Project Selection

On Monday morning I start my new job as a Project Manager. In this role I will be in charge of business reviews for different directors across my organization, as well as process improvement, and acting as a systems expert/liaison for my group. This will be my first project management role in my career and I am very excited about it. One of my first on-boarding duties is to be the point person for capital purchases prioritization. This will be my first time dealing with prioritization of capital purchases. Given this fact, I decided that I needed and wanted to look more into selection of projects in general and specifically capital purchases to get up to speed on best practices within my industry.

In our first class, we went over project selection techniques from chapter two of our book. Some of the models that were discussed were:

  • The Payback Model
  • Net Present Value (NPV) Model
  • Checklist Model
  • Multi-Weighted Scoring Model

After learning more about these methods in class, I definitely believe that using just one of these methods to select a project would not be a good idea. However, a mixed approach would be the best course of action in making the best choice for all stakeholders involved. I believe it really comes down to aligning the criteria with the strategic plan of the organization. Some organization’s project selection criteria are going to vary a great deal from others. For example, a nonprofit hospital’s criteria may not value financial criteria as much as other nonfinancial criteria. Obviously, the institution still has to keep the lights on, but the organization may want to do that while providing the best care to all demographics in their community.

So at this point I wanted to take a look at what resources were available online regarding this topic in addition to the guidance our book gave. At first I found multiple presentations and articles regarding systems that could be purchased in order to make the whole capital purchasing selection process run smoother for organizations:

http://nymetro.chapter.informs.org/prac_cor_pubs/Kleinmuntz%2009-08%20Optimizing%20Hospital%20Resource%20Allocation%20INFORMS%20NY%20Sep-08%20for%20Web.pdf

http://www.hfmmagazine.com/display/HFM-news-article.dhtml?dcrPath=/templatedata/HF_Common/NewsArticle/data/HFM/WebExclusives/2011/WebExclusives_Money

Then I found a link or two for consultants who could help in the planning or implementation phase of capital projects.

https://www.ecri.org/Forms/Documents/MS10047.pdf

Finally I came upon a link that gave me some great information regarding what some folks in my industry are currently doing versus what they should be doing regarding capital project selection.

http://www.hfma.org/Content.aspx?id=2691

After taking a look at the various resources available online, I have come to several conclusions regarding the best capital project selection process. First and most importantly, there must be an overall company strategy that Senior Management has set for the company to strive for. Secondly, there are no silver bullets or one process works for all in the capital project selection process. Third, this process should be a living thing that gets discussed throughout the fiscal year, not just when budget season rolls around.

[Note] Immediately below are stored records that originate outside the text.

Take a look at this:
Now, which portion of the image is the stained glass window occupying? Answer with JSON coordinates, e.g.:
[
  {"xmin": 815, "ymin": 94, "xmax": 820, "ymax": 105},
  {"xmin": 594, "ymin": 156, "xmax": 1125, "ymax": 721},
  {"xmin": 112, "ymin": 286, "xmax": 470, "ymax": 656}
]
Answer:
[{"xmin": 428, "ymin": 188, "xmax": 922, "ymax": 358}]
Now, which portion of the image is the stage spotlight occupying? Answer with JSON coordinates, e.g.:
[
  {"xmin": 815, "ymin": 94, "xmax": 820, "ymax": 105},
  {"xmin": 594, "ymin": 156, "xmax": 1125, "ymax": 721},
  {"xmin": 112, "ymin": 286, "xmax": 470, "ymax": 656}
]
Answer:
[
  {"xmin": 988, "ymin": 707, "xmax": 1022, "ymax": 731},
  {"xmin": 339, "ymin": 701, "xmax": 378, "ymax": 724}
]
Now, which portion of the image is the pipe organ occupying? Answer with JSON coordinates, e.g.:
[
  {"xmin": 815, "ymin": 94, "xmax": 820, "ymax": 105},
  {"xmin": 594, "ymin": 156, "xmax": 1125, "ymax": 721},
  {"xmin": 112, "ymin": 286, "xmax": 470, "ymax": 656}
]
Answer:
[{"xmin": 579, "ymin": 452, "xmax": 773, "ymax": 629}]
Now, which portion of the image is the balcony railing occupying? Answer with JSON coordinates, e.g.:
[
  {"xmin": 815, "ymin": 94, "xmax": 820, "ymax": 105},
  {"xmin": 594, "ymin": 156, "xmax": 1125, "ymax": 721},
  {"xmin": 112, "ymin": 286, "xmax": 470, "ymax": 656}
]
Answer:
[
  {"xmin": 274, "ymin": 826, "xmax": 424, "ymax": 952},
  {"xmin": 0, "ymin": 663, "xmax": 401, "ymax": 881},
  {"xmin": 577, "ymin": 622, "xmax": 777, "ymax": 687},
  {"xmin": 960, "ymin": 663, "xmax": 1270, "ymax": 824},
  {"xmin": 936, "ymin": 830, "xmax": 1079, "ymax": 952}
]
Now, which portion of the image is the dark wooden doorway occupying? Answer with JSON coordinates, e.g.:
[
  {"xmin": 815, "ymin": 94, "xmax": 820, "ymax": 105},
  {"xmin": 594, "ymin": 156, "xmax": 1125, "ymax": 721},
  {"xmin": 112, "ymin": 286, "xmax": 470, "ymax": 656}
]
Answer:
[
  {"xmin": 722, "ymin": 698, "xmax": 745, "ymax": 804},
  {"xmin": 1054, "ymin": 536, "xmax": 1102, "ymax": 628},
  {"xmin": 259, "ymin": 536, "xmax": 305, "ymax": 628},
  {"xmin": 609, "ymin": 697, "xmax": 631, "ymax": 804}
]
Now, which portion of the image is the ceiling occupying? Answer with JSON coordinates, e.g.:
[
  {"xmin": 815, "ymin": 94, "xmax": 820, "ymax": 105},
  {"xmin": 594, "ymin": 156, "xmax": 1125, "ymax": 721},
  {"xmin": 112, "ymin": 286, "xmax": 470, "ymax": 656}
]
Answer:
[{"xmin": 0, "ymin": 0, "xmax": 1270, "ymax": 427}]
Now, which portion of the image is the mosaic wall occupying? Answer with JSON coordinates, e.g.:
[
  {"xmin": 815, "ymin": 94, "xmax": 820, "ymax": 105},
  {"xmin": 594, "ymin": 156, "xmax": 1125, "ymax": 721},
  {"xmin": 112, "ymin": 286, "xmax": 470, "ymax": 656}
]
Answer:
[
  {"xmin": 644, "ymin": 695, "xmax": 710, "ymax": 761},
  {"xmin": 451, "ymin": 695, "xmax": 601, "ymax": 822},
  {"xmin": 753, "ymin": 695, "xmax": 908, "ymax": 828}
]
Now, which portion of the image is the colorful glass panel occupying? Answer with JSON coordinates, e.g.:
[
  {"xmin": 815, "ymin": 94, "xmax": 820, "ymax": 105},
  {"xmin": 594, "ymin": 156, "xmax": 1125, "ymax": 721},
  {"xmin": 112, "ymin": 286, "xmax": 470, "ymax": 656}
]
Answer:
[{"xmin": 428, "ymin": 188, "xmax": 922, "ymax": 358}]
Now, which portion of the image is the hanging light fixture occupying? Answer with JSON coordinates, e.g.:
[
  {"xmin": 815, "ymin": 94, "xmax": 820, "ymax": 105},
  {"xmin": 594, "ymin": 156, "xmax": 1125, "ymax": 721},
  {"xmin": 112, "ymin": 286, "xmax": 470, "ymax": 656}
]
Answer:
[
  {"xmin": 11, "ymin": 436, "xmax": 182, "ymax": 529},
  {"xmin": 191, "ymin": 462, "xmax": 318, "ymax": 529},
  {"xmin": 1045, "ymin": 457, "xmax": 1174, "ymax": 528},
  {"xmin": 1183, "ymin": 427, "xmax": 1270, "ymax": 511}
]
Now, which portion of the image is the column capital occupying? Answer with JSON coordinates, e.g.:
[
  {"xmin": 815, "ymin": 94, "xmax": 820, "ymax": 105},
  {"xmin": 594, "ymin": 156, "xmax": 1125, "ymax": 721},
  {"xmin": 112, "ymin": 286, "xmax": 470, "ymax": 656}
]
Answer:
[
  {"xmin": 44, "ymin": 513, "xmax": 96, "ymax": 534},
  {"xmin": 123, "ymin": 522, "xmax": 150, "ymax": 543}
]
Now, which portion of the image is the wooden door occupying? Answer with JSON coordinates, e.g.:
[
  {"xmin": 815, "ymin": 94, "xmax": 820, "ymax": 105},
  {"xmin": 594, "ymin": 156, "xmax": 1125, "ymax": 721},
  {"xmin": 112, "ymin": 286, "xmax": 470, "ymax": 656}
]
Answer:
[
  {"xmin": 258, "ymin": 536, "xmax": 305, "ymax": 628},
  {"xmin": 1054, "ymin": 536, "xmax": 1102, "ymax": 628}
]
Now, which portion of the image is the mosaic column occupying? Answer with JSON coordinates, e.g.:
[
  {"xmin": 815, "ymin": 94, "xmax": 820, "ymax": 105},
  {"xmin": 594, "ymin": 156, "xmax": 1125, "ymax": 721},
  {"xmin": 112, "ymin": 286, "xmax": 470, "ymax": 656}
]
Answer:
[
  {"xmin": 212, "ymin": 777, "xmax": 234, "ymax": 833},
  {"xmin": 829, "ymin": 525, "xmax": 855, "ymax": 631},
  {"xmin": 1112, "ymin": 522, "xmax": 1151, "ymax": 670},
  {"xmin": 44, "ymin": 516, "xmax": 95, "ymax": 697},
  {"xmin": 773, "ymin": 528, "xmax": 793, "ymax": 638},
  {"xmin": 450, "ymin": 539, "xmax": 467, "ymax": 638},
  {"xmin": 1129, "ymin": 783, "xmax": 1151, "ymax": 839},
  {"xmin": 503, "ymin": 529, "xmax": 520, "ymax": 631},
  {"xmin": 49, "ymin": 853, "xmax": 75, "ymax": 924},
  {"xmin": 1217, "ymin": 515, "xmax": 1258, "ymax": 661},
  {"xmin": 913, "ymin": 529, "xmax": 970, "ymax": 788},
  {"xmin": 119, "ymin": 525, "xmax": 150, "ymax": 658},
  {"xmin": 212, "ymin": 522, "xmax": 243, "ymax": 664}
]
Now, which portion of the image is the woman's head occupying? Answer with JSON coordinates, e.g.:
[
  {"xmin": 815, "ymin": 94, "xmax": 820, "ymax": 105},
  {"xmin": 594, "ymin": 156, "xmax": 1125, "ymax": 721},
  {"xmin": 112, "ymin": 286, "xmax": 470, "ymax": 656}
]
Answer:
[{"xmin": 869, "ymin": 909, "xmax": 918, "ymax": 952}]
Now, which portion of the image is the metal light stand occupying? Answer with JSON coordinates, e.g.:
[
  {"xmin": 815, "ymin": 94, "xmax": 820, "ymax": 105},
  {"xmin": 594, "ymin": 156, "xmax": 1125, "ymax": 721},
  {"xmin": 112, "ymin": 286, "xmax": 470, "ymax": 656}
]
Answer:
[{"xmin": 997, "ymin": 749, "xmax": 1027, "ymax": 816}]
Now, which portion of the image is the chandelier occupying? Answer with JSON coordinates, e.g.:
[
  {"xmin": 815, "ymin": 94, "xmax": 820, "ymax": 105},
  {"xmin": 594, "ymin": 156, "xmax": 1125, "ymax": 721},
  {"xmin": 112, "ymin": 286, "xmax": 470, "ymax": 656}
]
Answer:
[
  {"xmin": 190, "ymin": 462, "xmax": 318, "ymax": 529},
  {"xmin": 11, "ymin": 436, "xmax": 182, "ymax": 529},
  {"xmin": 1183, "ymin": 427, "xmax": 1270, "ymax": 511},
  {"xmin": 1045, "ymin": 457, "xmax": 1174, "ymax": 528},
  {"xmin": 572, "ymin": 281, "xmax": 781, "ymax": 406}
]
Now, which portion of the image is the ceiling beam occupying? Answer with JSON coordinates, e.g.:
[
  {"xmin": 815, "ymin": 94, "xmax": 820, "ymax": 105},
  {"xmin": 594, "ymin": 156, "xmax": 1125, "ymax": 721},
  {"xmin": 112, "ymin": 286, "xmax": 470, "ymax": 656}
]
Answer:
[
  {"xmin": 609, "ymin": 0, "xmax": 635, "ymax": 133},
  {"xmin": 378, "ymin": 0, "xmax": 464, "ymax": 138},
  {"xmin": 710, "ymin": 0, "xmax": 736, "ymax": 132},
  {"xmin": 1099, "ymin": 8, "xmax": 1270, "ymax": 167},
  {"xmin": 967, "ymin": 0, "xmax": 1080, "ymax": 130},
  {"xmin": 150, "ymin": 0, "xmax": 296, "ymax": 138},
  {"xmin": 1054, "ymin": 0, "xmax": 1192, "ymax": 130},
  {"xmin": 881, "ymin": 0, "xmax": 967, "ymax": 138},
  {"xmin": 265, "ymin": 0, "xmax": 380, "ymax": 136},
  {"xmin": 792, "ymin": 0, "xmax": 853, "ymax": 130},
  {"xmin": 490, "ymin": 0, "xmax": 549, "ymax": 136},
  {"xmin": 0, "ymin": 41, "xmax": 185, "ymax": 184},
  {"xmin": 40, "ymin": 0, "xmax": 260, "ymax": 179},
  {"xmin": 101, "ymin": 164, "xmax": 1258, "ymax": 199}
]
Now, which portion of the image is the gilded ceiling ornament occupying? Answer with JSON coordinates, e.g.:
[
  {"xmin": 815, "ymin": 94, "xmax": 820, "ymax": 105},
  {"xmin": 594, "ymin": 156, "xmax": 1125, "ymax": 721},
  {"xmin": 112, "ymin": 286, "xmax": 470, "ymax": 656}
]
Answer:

Common Mistakes in Project Management/Selection

Our previous class featured much discussion about project selection.  We studied the film prioritization case, choose 4 class projects and shared individual experiences.  So I was curious to learn what a few common mistakes are in selection a project.  Joni Seeber, a project management professional, authored a short article on project selection for the American Society for the Advancement of Project Management (http://www.asapm.org/asapmag/articles/SelectionCriteria.pdf).  The article lists some key mistakes made. 

One common red flag listed is “lack of strategic fit with mission” and the article also discusses leveraging core competencies.  These points resonated with me after working with my group on our course project.  We came up with a great idea but became bogged down in trying to brainstorm additional ways to generate revenue.  Many of these ideas strayed from the stated mission.  Ultimately, one teammate suggested we focus on the core goal and not dilute our resources or become distracted with other ideas/projects.

Another stated mistake was “lack of stakeholder support.”  This is a big one.  In my career, I have worked on a couple process improvement projects aimed at improving ease-of-use and efficiency for users.  However, change can be very painful.  In one instance, the project was less successful because the users were not willing to spend additional time up front and reap the operational rewards later.  The next time we rolled out changes to this group of users, we spent a great deal of time of making the case to the users that the improvements were in their best interest.  Frankly, the case made to users was more thorough than the pitch to management who green lighted the project.

An interesting insight from this article is “studies show early termination of a troubled project can result in a 900% return on investment.”  This statement is fairly intuitive, but 900% is very surprising.  This highlights the important of checkpoints and status updates.  It can be difficult to kill a once-promising project, particularly with political implications.  Essentially, the most profitable decision you can make is not waste additional resources on a failing project.